Regarding using a custom distribution with HMC

DavidDouwe · July 27, 2022, 10:41am

Dear developers and other PYRO experts,

I have been trying to set up an HMC/MCMC/NUTS sampling routine with PYRO, specifically by providing my own likelihood function that ‘describes’ the posterior distribution but is not constructed by a combination of torch distributions. Until now I have not been able to figure out how to solve my issues, and there are little examples that come close to my use-case (which may mean I am either over complicating things, or missing the clue as to how to approach it entirely)

My questions then are:

How to construct a custom distribution such that PYRO knows how to use it as the distribution that needs to be sampled.
- Which class methods are necessary to do this
- How to set up the model/distribution instance properly

For context, I am currently trying to sample a 5 dimensional model+observations (of which the likelihood is described through a function posterior_function that compares the data with results of the model). My ultimate goal is to use the Neutra NUTS sampling and modifications thereof on my model, this perhaps will introduce other issues later down the line but currently I am stuck with the NUTS sampling.

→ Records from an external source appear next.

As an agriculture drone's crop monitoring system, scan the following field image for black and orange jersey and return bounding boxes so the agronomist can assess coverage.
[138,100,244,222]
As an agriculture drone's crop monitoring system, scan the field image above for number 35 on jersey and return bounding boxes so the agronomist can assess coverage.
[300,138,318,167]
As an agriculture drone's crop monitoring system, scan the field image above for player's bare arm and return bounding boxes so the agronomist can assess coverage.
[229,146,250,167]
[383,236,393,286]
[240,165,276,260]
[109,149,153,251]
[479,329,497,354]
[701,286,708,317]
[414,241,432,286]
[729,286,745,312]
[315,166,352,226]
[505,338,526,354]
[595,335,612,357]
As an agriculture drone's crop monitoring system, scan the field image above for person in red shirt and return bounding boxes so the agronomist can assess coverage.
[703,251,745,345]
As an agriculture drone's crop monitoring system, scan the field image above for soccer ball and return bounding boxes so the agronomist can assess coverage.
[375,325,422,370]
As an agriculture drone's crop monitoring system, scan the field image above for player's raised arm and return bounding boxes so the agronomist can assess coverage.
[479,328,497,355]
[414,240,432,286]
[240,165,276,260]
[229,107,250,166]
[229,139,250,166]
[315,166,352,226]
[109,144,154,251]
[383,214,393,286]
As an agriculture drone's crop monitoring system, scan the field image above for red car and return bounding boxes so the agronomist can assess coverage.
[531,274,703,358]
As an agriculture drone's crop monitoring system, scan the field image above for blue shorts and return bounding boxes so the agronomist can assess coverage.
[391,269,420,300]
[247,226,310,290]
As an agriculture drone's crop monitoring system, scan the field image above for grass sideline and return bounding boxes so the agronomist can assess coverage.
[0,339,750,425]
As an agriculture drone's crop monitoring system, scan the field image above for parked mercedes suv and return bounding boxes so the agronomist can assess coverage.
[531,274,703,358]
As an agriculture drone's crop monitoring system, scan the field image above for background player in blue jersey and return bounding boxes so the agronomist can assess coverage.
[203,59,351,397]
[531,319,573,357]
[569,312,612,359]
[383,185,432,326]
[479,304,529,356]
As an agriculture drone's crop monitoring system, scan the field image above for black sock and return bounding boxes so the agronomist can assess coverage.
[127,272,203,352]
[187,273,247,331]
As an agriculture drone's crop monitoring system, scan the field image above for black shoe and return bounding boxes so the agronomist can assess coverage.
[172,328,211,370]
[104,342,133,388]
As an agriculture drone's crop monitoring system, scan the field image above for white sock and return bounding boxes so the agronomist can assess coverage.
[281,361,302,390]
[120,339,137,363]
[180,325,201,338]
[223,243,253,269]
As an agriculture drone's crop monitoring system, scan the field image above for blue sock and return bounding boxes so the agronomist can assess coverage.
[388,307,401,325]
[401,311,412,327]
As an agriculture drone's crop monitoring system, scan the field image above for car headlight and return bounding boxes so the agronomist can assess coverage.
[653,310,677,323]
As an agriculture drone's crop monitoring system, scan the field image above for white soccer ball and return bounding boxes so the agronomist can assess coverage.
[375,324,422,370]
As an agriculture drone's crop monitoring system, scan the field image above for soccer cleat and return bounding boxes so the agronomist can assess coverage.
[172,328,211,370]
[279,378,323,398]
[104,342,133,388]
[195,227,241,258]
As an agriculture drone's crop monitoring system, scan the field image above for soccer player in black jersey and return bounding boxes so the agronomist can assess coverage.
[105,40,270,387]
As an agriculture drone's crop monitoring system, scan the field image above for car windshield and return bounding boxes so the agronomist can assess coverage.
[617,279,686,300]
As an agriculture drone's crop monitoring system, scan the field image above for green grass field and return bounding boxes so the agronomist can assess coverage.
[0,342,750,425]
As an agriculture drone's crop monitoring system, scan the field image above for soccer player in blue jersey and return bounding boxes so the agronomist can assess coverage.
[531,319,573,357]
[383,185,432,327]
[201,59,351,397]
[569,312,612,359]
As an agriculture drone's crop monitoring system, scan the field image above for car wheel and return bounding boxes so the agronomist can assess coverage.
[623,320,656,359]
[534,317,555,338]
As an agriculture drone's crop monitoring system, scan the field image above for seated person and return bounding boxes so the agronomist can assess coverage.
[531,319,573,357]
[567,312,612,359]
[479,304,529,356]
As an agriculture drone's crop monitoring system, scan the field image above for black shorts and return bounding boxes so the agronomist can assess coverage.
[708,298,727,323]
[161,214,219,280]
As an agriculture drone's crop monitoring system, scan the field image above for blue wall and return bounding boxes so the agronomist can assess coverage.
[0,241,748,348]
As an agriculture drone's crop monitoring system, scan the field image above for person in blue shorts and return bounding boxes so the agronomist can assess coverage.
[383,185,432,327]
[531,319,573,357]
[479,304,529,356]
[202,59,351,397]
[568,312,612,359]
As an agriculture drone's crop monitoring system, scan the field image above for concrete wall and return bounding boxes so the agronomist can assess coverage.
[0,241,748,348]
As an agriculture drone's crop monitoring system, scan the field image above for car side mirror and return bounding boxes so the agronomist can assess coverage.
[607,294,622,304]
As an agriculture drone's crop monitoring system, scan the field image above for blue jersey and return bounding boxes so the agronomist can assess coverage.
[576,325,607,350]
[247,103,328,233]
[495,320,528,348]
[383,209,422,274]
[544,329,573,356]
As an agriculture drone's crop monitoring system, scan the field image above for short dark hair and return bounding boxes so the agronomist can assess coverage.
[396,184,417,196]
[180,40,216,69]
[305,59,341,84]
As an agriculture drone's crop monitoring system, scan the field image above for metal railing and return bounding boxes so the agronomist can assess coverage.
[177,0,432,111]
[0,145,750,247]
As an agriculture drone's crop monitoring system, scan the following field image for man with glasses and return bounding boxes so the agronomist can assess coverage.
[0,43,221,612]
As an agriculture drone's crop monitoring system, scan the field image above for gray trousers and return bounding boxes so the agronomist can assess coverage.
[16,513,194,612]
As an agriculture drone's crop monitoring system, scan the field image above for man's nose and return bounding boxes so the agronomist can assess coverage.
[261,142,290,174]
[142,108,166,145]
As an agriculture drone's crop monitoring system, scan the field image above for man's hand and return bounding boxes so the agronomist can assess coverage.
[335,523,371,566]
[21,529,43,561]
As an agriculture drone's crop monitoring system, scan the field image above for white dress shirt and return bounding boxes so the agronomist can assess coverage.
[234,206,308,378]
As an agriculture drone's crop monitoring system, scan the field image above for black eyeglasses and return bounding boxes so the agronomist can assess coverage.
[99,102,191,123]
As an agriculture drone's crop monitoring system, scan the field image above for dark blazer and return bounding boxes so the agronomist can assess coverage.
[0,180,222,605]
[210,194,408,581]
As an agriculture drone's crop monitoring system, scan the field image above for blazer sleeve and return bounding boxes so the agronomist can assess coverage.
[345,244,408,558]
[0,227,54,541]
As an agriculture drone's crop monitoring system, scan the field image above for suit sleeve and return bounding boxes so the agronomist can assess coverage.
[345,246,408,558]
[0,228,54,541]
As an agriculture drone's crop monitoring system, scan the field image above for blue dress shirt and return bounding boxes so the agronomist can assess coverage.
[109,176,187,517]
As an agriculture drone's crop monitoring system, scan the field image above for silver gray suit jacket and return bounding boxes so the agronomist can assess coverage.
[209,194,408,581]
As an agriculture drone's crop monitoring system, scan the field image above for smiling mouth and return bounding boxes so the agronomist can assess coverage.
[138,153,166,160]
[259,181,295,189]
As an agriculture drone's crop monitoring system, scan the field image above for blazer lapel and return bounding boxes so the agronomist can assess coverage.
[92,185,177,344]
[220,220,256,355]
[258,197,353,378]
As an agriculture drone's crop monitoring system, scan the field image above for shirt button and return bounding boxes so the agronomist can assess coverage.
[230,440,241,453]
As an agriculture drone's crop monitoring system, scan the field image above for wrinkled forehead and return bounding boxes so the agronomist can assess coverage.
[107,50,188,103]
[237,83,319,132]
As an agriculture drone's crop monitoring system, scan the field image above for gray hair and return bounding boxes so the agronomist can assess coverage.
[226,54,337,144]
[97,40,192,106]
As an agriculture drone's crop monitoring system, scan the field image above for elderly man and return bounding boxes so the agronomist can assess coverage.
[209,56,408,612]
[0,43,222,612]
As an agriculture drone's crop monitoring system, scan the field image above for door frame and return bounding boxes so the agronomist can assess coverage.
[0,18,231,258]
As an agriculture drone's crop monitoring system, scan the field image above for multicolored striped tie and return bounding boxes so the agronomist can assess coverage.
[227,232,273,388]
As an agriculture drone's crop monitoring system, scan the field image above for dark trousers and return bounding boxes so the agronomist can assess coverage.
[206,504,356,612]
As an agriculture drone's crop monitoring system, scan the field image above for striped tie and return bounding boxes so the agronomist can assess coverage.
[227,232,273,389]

My code setup is as follows:

The distribution class:


class BayesFitClass(pyro.distributions.Distribution):
    """
    BayesFit class
    """

    support = constraints.real

    def __init__(self, posterior_function, data):
        """
        Init function to set up the BayesFit model.

        Input:
            data_filename: filename for the pickle datafile
        """

        self.posterior_function = posterior_function
        self.data = data
        super(pyro.distributions.Distribution, self).__init__()

    def sample(self, sample_shape=torch.Size()):
        """
        Sample method for the BayesFit posterior
        """

        # Parameters
        slopein                 = pyro.sample('slopein', dist.Uniform(0 + 1e-4, 3))
        log10_slopeout          = pyro.sample('log10_slopeout', dist.Uniform(np.log10(3), np.log10(4e2)))
        log10_J0                = pyro.sample('log10_J0', dist.Uniform(0, 4))
        log10_rho0              = pyro.sample('log10_rho0', dist.Uniform(3, 9))
        log10_Rs                = pyro.sample('log10_Rs', dist.Uniform(-4, 2))

        return torch.Tensor([slopein, log10_slopeout, log10_J0, log10_rho0, log10_Rs])

    def log_prob(self, sample_tensor):
        """
        Function to get the log-probability from the posterior
        """

        # Put in param dict shape
        param_dict = {
            'slopein':          sample_tensor[0],
            'log10_slopeout':   sample_tensor[1],
            'log10_J0':         sample_tensor[2],
            'log10_rho0':       sample_tensor[3],
            'log10_Rs':         sample_tensor[4],
        }

        return self.posterior_function(
            param_dict=param_dict,
            data=self.data
        )

    def batch_shape():
        """
        TODO: add batch shape property
        """

    def event_shape():
        """
        TODO: add even shape property
        """
        return 5

Some distribution and model instance creation functions:


def return_BayesFitClass_instance(**bayesfit_class_init_args):
    """
    Function to return BayesFitClass instance
    """

    BayesFitClass_instance = BayesFitClass(**bayesfit_class_init_args)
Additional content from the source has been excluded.